I make a beeline toward the crowd of dancers. I start searching for him before I even admit to myself who I’m looking for. I crane my neck and stand on my tiptoes, straining to glimpse Sam. This foul taste in my mouth isn’t going away until I apologize. If I can just tell him that I only said what I said because of Janey and Kate. He has to understand how it is.

Even though the shore is wide and long, my classmates are squished and sandwiched into one another, like invisible walls are pressing them together. His being on the dance floor is a long shot, and I’m not surprised that my search comes up empty. Small bunches of teenagers clot around the bonfire, but he’s not with any of them. Maybe I should yell his name? No, my voice won’t travel over the blaring music. And that would really get people talking about us.

There’s a group of twitchy-looking boys about ten yards removed from everyone else. While the rest of my classmates are half-nude, these boys are in glasses and long sleeves; beads of sweat clinging to their temples. They’re like the boys who wear T-shirts at the public swimming pool to hide their concave chests. One is actually sporting a sweater-vest—the kind with wooden buttons my father wears. I sidle up to them. I don’t mean any offense, but they are the only guys present who look like they’re friends with Sam. Four moon-shaped faces—three with acne and a fourth with sideburns that defy my understanding of how facial hair grows—gawk at me. The boy nearest actually scurries back, giving the impression of a shivering daddy longlegs, dodging my tennis shoe’s sole. “Are you here with Sam Worth?” I shout to be heard over the music. “SAM. WORTH. Have you seen him?”

“He left with Anna Young,” Sweater-Vest pipes up, brazenly holding my eye contact while his friends stare at their shoes.

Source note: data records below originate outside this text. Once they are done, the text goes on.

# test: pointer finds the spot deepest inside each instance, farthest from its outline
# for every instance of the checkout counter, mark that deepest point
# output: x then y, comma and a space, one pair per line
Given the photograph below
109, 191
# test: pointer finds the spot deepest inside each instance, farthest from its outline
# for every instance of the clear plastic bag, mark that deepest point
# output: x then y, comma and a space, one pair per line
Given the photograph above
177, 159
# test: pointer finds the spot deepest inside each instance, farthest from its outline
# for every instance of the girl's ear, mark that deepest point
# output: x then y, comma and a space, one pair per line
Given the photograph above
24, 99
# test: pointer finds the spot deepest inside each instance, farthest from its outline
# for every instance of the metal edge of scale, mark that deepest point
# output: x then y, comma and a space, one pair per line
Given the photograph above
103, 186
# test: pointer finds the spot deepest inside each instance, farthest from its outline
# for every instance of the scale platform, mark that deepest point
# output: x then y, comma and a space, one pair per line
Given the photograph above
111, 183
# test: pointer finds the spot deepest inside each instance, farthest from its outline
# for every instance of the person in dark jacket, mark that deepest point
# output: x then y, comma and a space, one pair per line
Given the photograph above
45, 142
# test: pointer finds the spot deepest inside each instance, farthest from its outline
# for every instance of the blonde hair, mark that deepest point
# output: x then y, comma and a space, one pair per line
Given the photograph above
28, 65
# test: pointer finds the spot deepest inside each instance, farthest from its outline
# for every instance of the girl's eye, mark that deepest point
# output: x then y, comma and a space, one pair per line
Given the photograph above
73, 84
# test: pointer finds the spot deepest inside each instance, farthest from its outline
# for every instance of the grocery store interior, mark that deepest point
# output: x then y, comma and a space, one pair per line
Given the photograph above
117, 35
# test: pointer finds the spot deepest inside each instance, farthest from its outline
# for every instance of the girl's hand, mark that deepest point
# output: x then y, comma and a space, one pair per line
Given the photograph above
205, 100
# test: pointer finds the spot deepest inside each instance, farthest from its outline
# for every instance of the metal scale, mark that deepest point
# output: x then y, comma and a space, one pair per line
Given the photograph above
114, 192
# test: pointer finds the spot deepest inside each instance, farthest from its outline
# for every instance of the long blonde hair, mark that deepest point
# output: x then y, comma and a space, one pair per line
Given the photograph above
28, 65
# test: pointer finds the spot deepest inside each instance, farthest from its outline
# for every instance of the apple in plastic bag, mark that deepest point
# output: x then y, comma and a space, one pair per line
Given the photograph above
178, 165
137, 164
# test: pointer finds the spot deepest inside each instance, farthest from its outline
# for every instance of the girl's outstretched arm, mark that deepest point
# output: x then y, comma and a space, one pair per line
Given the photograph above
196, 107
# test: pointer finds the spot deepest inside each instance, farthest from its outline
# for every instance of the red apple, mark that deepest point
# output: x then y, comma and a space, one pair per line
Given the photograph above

I want to ask, Who the hell is she? But in my head it sounds more scorned than it should. I flash an awkward smile and mumble, “Okay,” and shuffle away from social Siberia. I fumble through my bag for my cell. A text to him will be better than nothing. Before my fingers can jab the touch screen, someone yanks on my arm, tugging me around to face them.

“Omigosh, you have freakish drunk strength,” I gasp at Zoey, rubbing my arm where her fingers dug into my skin. Her hair is disheveled, and a mist of sweat shines on her chest. She’s still wearing her bikini, and I feel an overwhelming urge to drape the hoodie I keep in my purse over her. “What’s wrong? You look like a possessed pixie,” I shout over the music. She’s furiously chewing her bottom lip; her eyes are almost watering with concern. I can smell the vodka on her breath. In a flash Michaela is there, towing Cole by the hand. How on earth did Zoey get Michaela’s attention on the dance floor?

“You’re not going to believe who is back in town,” Zoey yells, placing both hands on my shoulders. I don’t know if she means to hold me up or steady herself. “Jeanie’s big brother.” Michaela gasps, and a few junior girls turn to watch us, obviously jealous of whatever drama we’re enduring. Zoey pivots to face Cole and zips through the details. “He’s a total psycho, went off his rocker after Jeanie disappeared. Their parents sent him to some reform thing, but when he came back in middle school, he basically stalked Stella. Then he got sent away again because her dad complained to the cops. The last time he came back he got some barista pregnant and ran away. He was watching us at the cove today.” I hear every one of Zoey’s words, but they’re difficult to process. Every little bit I make sense of, my brain rewinds, and I find myself unable to get over the fact that Zoey got Michaela’s attention in that crowd of grinding dancers.